Constructed plan can be seen in next figure:

Constructed DAG Plan

Highlights

Parallelization factor

The adaptor will create the ExecutionPlan that will orchestrate the execution of a DAG of jobs as a series of Sequence. Depending on the transformation query, the adaptor may create a single sequential plan to multiple chains. For example, if query specifies “Distribute by” command, with a value equal to integer, the query will be executed in parallelization factor equal to that value. Otherwise, a table field may be specified, thus parallelization will be done according to that field's cardinality. For each unique value of that field a new sequential plan is created to handle corresponding records.

User Defined Function

User can provide the script of his choice that will be used during transformation. The script must consume data provided to standard input and produce output.

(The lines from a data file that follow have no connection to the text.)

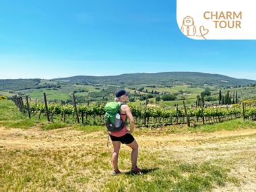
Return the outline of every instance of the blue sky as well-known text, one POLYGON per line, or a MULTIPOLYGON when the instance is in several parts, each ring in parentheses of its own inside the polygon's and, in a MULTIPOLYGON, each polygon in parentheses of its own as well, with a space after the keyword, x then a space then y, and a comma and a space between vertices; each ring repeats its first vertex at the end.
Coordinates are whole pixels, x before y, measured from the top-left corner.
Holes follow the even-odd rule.
POLYGON ((199 71, 256 80, 255 47, 187 38, 173 0, 0 3, 0 79, 199 71))

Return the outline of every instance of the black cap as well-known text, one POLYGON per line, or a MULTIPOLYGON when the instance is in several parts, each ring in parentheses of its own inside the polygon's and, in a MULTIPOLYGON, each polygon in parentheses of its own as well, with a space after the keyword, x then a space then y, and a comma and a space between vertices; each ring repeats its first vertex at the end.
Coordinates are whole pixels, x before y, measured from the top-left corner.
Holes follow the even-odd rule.
POLYGON ((129 95, 129 92, 125 91, 125 90, 118 90, 116 91, 116 97, 121 97, 123 95, 129 95))

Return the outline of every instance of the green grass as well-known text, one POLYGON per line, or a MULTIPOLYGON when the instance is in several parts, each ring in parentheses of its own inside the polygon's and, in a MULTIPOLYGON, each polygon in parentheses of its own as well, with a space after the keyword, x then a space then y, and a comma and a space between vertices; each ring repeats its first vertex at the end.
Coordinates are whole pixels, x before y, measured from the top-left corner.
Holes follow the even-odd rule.
POLYGON ((0 96, 2 95, 2 96, 13 96, 14 94, 10 94, 9 92, 2 92, 2 91, 0 91, 0 96))
POLYGON ((30 119, 20 113, 10 100, 0 102, 0 125, 5 127, 28 129, 36 125, 36 121, 30 119))
POLYGON ((170 125, 162 128, 139 128, 139 131, 136 135, 168 135, 170 133, 211 133, 218 131, 234 131, 242 129, 256 129, 256 121, 249 120, 243 121, 241 119, 230 120, 228 121, 212 125, 201 125, 195 127, 187 127, 186 125, 170 125))
POLYGON ((224 186, 228 170, 212 162, 189 164, 166 160, 144 174, 112 177, 102 191, 205 191, 224 186))
MULTIPOLYGON (((205 87, 206 88, 206 87, 205 87)), ((150 93, 152 90, 159 92, 169 92, 169 93, 177 93, 180 90, 183 92, 189 92, 191 94, 199 94, 204 89, 201 88, 191 88, 185 86, 177 86, 172 88, 145 88, 144 91, 148 90, 148 92, 150 93)))
POLYGON ((106 127, 104 126, 97 126, 97 125, 83 126, 81 125, 76 125, 73 127, 76 130, 83 131, 86 133, 104 131, 104 132, 106 132, 106 127))
POLYGON ((32 93, 29 94, 29 96, 33 98, 43 100, 43 93, 46 95, 47 100, 67 100, 70 98, 68 94, 61 92, 59 90, 34 90, 32 93))

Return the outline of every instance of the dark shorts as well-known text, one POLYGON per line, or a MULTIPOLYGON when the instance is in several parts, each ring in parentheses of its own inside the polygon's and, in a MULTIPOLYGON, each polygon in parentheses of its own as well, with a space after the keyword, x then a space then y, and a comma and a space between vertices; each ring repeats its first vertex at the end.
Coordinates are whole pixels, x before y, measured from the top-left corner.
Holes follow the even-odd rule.
POLYGON ((110 136, 112 141, 120 141, 123 144, 130 144, 135 140, 133 136, 130 133, 126 133, 125 135, 121 137, 115 137, 110 134, 109 134, 109 136, 110 136))

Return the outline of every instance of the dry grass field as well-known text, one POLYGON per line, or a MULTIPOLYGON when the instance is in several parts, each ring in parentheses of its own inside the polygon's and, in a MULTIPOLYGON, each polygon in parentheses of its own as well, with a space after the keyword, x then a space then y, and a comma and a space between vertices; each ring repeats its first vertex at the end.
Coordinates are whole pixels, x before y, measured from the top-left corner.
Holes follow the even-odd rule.
POLYGON ((141 175, 122 146, 112 176, 106 132, 0 127, 0 191, 256 191, 256 129, 137 130, 141 175))

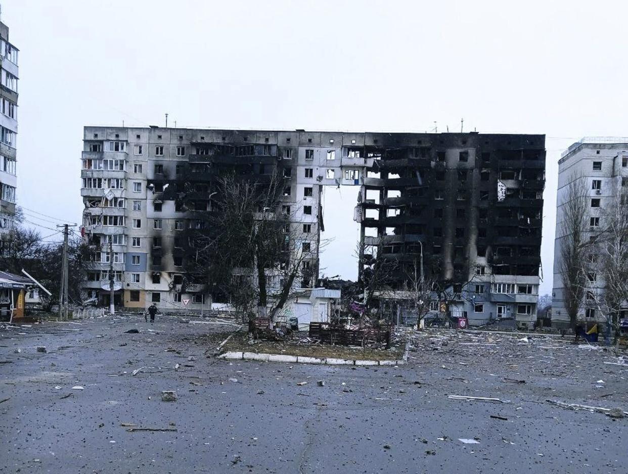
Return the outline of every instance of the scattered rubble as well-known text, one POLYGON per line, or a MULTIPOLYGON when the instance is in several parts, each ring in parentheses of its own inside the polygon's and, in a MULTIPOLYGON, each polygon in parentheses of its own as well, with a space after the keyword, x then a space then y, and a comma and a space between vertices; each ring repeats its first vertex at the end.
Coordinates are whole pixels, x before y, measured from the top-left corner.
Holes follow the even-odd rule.
POLYGON ((163 391, 161 391, 161 401, 162 402, 176 402, 176 390, 163 390, 163 391))

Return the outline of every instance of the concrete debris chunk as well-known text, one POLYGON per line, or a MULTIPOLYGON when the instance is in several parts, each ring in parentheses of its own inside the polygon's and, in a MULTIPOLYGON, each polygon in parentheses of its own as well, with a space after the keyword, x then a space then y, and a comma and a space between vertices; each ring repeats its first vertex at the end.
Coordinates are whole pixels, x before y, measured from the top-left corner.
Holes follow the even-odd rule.
POLYGON ((163 391, 161 391, 161 401, 162 402, 176 402, 176 390, 163 390, 163 391))

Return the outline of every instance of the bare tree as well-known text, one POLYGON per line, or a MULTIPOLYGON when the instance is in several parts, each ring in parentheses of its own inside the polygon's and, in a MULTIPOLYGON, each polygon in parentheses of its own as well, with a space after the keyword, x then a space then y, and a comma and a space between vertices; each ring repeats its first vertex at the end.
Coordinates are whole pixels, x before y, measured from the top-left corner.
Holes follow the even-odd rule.
POLYGON ((559 227, 561 245, 558 268, 563 281, 565 310, 570 326, 575 331, 587 286, 585 262, 590 247, 586 238, 588 198, 584 178, 576 176, 571 180, 561 206, 563 220, 559 227))
MULTIPOLYGON (((624 183, 622 183, 622 185, 624 183)), ((619 337, 620 311, 628 298, 628 190, 625 185, 615 186, 613 200, 601 211, 602 231, 595 240, 592 262, 588 299, 593 301, 606 316, 607 334, 614 328, 614 338, 619 337)))
POLYGON ((250 311, 254 299, 257 314, 272 323, 301 283, 298 279, 311 281, 315 269, 294 224, 296 210, 282 207, 278 170, 266 176, 269 181, 263 183, 234 174, 220 178, 208 218, 212 232, 197 235, 194 245, 197 266, 205 269, 210 286, 241 310, 250 311))

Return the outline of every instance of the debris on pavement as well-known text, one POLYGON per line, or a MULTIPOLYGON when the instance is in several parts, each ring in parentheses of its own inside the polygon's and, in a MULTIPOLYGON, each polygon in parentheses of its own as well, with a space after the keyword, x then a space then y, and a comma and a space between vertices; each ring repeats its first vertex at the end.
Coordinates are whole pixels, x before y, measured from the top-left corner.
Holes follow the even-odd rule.
POLYGON ((450 395, 447 398, 452 400, 477 400, 480 402, 499 402, 506 403, 506 402, 499 398, 490 398, 489 397, 471 397, 466 395, 450 395))
POLYGON ((546 400, 545 401, 568 410, 587 410, 592 412, 604 413, 614 418, 623 417, 628 415, 628 411, 624 411, 621 408, 604 408, 604 407, 589 406, 588 405, 581 405, 578 403, 565 403, 558 400, 546 400), (610 414, 611 412, 613 414, 612 415, 610 414), (620 412, 621 413, 620 416, 619 416, 620 412))
POLYGON ((163 391, 161 391, 161 401, 162 402, 176 402, 176 390, 163 390, 163 391))
POLYGON ((506 417, 505 416, 500 416, 499 415, 491 415, 490 417, 491 418, 494 418, 495 419, 501 419, 501 420, 502 420, 504 421, 508 421, 508 419, 507 417, 506 417))

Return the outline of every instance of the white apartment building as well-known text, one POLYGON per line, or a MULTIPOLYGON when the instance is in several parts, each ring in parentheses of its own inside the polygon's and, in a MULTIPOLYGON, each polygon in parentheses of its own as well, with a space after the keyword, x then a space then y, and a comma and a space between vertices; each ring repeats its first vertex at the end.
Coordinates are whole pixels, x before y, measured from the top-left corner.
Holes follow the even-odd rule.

Each record is splitted in separated lines while each record field is delimited by tab ‘\t’ character.

import sys
import datetime
 
for line in sys.stdin:
  line = line.strip()
  userid, movieid, rating, unixtime = line.split('\t')
  weekday = datetime.datetime.fromtimestamp(float(unixtime)).isoweekday()
  print '\t'.join([userid, movieid, rating, str(weekday)])

Usage

The following snippet demonstrate the usage of the adaptor as a library:

String query = args[0];
WorkflowHiveQLAdaptor adaptor = new WorkflowHiveQLAdaptor();
 
HiveQLPlanner planner = new HiveQLPlanner();
planner .processLine(query);
PlanNode plan = OperatorAnalyzer.optimizePlan(planner.getCreatedPlan());
 
adaptor.setPlanDesc(plan);
adaptor.CreatePlan();
String output = adaptor.ExecutePlan();